The Liberals’ Moira Problem Explodes

Back in March last year, I wrote a post on the Liberal Party’s Moira Problem, ie the problem that the Liberal Party had in dealing with the newly elected The Honourable Moira Deeming MLC after her participation in a rather chaotic gender identity rally which was gate crashed by neo-Nazi morons.

I mostly restricted my observations at that time to the damage that her election had done to the Liberal Party grassroots in the Western Metropolitan Province in Melbourne, and the concerns that had been expressed to me about her.

Her willingness to use the bully pulpit of her newly won seat in the Victorian Parliament to engage in a one woman crusade on gender identity issues was pretty obvious before she elected – which is what caused more conciliatory heads in Liberal Party circles to have serious concerns about her candidacy.

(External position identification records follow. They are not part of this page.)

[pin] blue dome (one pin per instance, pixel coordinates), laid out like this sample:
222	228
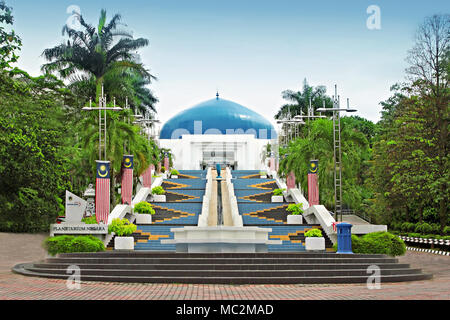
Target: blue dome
217	116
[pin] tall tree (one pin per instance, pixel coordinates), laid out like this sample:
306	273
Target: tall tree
298	101
428	70
10	42
319	145
105	54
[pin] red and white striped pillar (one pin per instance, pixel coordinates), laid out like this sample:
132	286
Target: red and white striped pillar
313	183
127	179
272	162
102	185
166	162
147	177
290	180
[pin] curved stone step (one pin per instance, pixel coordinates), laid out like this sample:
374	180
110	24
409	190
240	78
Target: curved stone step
22	269
195	267
189	260
223	273
149	254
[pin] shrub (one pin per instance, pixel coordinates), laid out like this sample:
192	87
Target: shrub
313	233
396	226
278	192
423	227
121	227
90	220
377	243
381	243
447	230
158	190
407	227
414	235
436	228
355	244
295	208
68	244
144	207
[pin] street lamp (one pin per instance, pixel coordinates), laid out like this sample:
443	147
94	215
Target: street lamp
101	124
337	149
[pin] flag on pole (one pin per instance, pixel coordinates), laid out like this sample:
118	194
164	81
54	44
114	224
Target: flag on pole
102	192
147	177
166	162
127	179
290	181
272	161
313	184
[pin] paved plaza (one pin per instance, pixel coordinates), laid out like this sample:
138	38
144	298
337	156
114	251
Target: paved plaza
18	248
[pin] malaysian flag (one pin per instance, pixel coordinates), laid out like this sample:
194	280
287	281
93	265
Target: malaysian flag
272	162
102	192
166	162
127	179
313	184
290	181
147	177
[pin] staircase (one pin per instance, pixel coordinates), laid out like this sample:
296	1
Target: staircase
223	268
254	204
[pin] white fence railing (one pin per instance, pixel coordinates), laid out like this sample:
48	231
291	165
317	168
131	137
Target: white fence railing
203	217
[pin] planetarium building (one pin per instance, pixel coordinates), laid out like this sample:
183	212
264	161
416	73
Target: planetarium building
217	131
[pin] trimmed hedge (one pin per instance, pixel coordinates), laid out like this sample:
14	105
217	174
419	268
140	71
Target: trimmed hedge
313	233
68	244
423	227
144	207
121	227
278	192
90	220
378	243
295	209
158	190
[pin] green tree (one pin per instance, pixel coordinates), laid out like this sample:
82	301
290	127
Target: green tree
33	151
318	144
9	41
102	55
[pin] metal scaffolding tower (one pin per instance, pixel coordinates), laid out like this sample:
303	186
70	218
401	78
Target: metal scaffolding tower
337	150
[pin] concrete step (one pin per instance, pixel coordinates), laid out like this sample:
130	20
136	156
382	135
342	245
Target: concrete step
225	273
189	260
24	270
208	266
144	254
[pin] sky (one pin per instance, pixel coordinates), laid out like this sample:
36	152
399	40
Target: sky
249	51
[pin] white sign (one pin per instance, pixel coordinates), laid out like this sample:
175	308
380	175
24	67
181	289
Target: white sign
75	207
78	228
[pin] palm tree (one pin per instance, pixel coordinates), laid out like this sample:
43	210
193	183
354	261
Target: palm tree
319	145
299	101
99	55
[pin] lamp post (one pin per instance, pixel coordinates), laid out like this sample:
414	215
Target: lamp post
101	122
337	149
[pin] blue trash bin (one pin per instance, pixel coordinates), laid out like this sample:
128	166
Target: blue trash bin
218	170
344	235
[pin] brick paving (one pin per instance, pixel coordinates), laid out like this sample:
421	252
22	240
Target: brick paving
26	248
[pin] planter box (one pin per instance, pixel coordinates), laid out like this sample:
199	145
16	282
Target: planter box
295	219
143	218
315	243
159	198
123	243
277	198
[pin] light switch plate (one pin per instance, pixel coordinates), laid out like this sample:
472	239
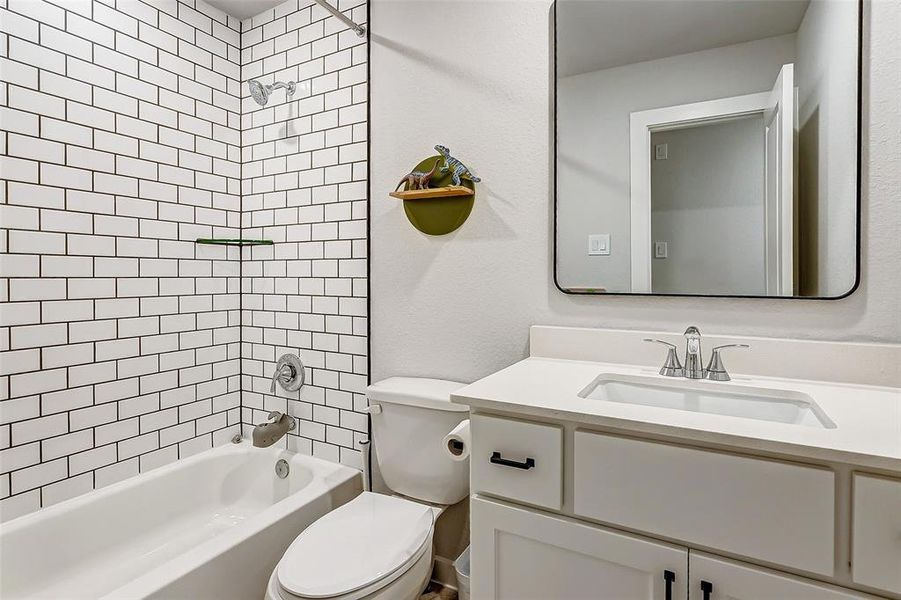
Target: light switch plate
599	244
661	152
660	249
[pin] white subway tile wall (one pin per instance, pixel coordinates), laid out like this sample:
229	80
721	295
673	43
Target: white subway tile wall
304	186
126	132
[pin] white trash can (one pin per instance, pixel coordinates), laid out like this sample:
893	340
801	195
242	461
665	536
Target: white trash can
461	565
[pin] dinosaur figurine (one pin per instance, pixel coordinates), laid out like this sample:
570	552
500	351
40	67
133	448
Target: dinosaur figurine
418	180
459	169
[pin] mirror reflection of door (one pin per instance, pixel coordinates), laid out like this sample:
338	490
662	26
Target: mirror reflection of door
722	194
707	147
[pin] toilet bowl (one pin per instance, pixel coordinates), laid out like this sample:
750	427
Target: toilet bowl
379	546
374	547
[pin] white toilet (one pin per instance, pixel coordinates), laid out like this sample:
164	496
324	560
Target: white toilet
379	547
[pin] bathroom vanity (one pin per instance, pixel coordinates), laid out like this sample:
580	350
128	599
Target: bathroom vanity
596	479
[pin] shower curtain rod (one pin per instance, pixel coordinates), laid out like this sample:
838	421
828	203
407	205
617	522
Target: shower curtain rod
360	29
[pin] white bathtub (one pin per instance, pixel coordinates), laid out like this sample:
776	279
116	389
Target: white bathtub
210	526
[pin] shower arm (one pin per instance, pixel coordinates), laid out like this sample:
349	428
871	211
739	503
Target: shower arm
282	85
359	29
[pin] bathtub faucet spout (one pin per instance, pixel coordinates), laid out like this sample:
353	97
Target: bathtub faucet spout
266	434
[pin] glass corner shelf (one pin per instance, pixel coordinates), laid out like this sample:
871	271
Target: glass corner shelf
233	242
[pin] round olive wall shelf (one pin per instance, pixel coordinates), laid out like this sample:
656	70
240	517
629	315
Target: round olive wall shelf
441	208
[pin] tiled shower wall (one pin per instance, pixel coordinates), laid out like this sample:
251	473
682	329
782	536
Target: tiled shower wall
124	129
120	145
304	186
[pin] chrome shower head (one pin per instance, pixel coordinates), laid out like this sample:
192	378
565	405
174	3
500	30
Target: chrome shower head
260	92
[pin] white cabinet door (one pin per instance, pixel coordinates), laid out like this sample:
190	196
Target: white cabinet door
876	557
715	578
520	554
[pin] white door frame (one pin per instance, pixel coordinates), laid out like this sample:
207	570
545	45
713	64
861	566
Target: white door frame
642	124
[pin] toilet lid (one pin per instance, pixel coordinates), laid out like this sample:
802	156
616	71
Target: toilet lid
356	547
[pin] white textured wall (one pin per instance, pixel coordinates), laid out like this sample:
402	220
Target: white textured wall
826	63
459	306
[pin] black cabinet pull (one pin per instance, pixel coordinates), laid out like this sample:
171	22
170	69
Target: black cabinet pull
669	577
525	465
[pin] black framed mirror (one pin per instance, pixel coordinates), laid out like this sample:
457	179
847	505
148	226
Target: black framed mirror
707	147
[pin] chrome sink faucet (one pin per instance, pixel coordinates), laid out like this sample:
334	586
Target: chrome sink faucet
693	369
694	362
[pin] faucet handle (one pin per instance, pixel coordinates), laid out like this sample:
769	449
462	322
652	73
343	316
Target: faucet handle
671	367
289	373
716	371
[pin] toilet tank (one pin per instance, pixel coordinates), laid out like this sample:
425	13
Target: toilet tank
408	427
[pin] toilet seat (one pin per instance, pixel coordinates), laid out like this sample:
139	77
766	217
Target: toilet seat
357	548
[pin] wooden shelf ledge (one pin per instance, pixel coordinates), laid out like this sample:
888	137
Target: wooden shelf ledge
427	194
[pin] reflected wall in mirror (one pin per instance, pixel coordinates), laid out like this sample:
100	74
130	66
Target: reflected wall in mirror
707	147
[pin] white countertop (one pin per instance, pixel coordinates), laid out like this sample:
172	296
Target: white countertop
867	418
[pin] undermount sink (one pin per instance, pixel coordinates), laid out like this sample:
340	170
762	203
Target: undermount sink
747	402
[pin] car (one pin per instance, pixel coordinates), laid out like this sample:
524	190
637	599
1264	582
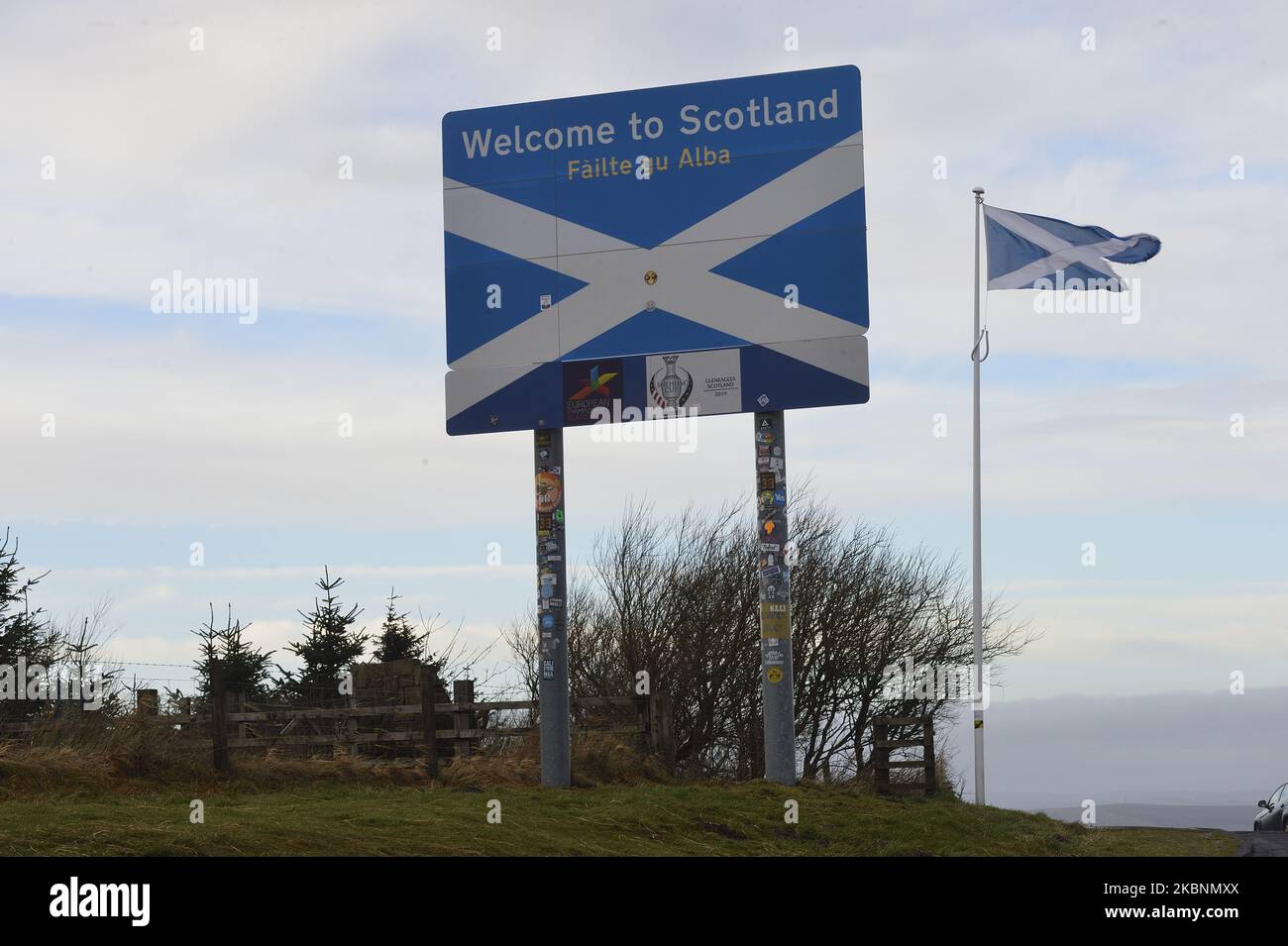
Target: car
1274	816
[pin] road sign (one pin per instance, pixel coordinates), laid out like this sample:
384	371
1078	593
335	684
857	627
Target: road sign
618	257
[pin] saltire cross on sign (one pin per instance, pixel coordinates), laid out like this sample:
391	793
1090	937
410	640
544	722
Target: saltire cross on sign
696	248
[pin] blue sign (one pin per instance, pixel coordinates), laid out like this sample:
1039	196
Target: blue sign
695	249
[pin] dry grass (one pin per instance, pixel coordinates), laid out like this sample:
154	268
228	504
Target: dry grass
140	758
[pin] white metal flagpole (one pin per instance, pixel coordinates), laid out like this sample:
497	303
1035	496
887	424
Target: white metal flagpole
975	538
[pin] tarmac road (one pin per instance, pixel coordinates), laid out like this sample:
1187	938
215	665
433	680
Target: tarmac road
1261	843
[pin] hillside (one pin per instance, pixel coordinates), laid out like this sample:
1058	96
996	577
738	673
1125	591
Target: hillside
651	819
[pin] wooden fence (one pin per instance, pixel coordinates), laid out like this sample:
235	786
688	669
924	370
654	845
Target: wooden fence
883	745
437	729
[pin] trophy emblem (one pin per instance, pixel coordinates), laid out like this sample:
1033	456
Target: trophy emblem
671	386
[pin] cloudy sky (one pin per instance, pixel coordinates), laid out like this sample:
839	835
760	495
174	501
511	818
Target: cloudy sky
128	155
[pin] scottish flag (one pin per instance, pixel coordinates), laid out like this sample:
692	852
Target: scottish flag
700	246
1026	252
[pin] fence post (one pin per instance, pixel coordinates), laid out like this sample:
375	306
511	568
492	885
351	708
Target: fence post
463	691
881	757
429	718
661	740
927	749
218	717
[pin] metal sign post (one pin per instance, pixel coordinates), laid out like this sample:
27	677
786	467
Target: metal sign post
631	255
776	610
553	610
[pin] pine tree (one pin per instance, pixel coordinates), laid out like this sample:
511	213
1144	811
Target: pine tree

I was rather concerned that a big mistake had been made – I have never been a fan of her predecessor Bernie Finn, who shared some similarly socially conservative views, and whom I used to delight in ridiculing in this blog.

Hey, I am an extremely personally conservative chap – I subscribe to Newsweekly after all (although I have not bothered buying the book Pat Byrne Esq has written on gender issues which is regularly advertised in its pages). I don’t necessarily disagree with most of her concerns about gender identity issues. But I do not really see any of this stuff as a hill to die on.

The current State Labor Government is what we need to focus on, not whether the highly woke author JK Rowlings is not woke enough for contemporary progressives (to interpret Moira Deemings’ personal hobby horse in a simplified way).

The Andrews-Allen Labor Government has probably been the worst government in Victorian history since the government of the aptly named Sir Thomas Bent, over a century ago. The excesses of abuse of authority during the pandemic were unforgivable, and illustrated Labor’s principles taken to their logical technocratic extremes. Then there was the debacle with the 2026 Commonwealth Games, which does look very much in retrospect like an extremely cynical exercise in buying votes in marginal regional seats at the last state election with a rubber cheque.

Most people will not appreciate that the state government apparatus, ie the Victorian Public Service, has been excessively politicised and converted into a tool aimed at ensuring the reelection and continued rule of the Labor government. This is a matter which belies the claim that we live in a democracy.

Of course, we can never overlook the $188 Billion current state debt – that is about $30,000 for every man, woman and child in Victoria – which has been incurred in infrastructure projects, some of which are of dubious merit. How do we ever pay that debt out? [Rhetorical question – I will address this in a later blog post sometime.]

So I consider that there are enough serious problems with the current government which merit it finally being flushed down the toilet like so many turds in November 2026.

So… Moira deciding to become a cultural warrior was, in my opinion, a misguided action, something more in line with her personal agendas, rather than in the broader interest of the Liberal Party or even that of the Victorian people (who really need to get rid of this awful government).

It has become, in the intervening 21 months, a major distraction to the proper work of the State Opposition. The whole expulsion debacle, with the ensuing lawsuit, has diverted both attention and energy which the State Opposition should have devoted to constructively criticising the poor governance being imposed on our state by Chairman Dan and his chosen successor, Jacinta Allen.

Now, the tragicomedy is about to come to its penultimate act. Moira has won $300,000 in her defamation case against the Opposition Leader, John Pesutto, and is about to get reinstated in the Liberal Party room. There is a leadership spill that has been called, and it looks like Pesutto will lose the leadership.

I believe that Pesutto losing the leadership is going to be a sad mistake for the state Liberals. He is a decent fellow who has a consensus building and conciliatory approach to leadership. The expulsion of Moira from the party room was not his sole decision – it required a majority vote of her peers, and was decided after those peers lost patience with her inability to perform as part of a team. I have serious doubts as to whether anyone else currently in the state parliament has the ability to unite the Liberals and lead the coalition to victory at the next state election.

And that will be the final act in this tragicomedy – the November 2026, which I fear the Coalition will lose as the result of this turbulent upper house MP.

Published by Ernest Zanatta

Narrow minded Italian Catholic Conservative Peasant from Footscray.